*Asked & Answered
Asked – A renter/tenant within our community is continually engaging in improper conduct, violating the governing documents, and causing nuisances that are impacting surrounding homeowners. Is there anything the HOA can do to evict the tenant? What steps can the Board of Directors take to prevent situations like this from happening in the future?
Answered – Improper conduct of tenants is a problematic situation commonly faced by homeowners associations (“HOAs”). Tenants often are not as involved in the affairs of the HOA as that of the HOA’s members, nor do tenants feel the same sense of investment in the community. Additionally, members who rent out their homes typically prioritize rental income over the concerns of neighboring homeowners.

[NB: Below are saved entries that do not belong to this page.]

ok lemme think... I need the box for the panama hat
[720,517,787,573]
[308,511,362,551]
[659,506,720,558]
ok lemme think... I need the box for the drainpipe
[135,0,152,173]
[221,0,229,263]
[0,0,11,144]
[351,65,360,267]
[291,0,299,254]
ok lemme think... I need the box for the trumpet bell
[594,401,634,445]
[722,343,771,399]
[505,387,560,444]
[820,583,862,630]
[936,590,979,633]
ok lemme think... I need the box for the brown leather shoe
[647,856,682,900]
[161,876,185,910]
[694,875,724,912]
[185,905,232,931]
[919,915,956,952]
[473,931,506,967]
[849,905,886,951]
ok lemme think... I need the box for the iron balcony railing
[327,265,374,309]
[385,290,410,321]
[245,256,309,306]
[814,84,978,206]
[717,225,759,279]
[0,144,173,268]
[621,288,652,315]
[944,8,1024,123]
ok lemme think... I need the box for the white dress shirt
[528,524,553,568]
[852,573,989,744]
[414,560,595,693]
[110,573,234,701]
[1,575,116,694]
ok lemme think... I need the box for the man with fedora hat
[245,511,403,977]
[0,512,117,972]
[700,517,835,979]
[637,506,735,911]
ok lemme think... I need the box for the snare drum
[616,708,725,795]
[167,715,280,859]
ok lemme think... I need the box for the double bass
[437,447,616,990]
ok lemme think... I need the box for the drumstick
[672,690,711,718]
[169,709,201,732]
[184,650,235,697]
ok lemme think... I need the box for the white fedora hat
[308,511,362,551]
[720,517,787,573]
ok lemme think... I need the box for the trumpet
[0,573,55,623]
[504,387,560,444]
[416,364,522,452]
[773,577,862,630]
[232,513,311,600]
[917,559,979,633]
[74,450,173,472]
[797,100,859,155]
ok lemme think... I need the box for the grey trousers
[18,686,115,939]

The degree to which a HOA may take action directly against an unruly tenant will be principally governed by the HOA’s governing documents–specifically, the HOA’s recorded declaration of covenants, conditions and restrictions (a.k.a. “CC&Rs”). The restrictions in the CC&Rs are “equitable servitudes” that are enforceable against the owners of the “separate interests” within the HOA (the HOA’s members). Civ. Code § 5975. CC&Rs may contain provisions requiring tenants to comply with the HOA’s governing documents. However, those provisions essentially confer obligations upon the members to control the conduct of their respective tenants. Therefore, any remedies available to the HOA in response to tenant violations or nuisance activities must generally be pursued through action against the tenant’s landlord (the HOA member), not the tenant.
However, there are ways in which a HOA may broaden its ability to take action directly against a tenant. For example, a HOA can amend its CC&Rs to require any leases between a member and a third-party tenant to contain language which: (1) requires the tenant to comply with the governing documents, (2) grants the HOA the authority to take action directly against the tenant in response to violations, and (3) holds the landlord-member responsible for the HOA’s attorneys’ fees and costs incurred in taking such action. Such language would make the HOA a “third-party beneficiary” under the lease with the contractual right to enforce its terms through an eviction action or otherwise. Such language will also motivate members seeking to rent out their homes to secure higher-quality tenants at the outset.
In the absence of such language, the HOA should take formal action directly against the tenant’s landlord (the HOA member). Faced with the threat of fines and costly legal action, the member will likely realize that his/her financial interests are better served through securing a different tenant. A HOA dealing with unruly tenants should therefore seek the assistance of its legal counsel to determine the best course of action.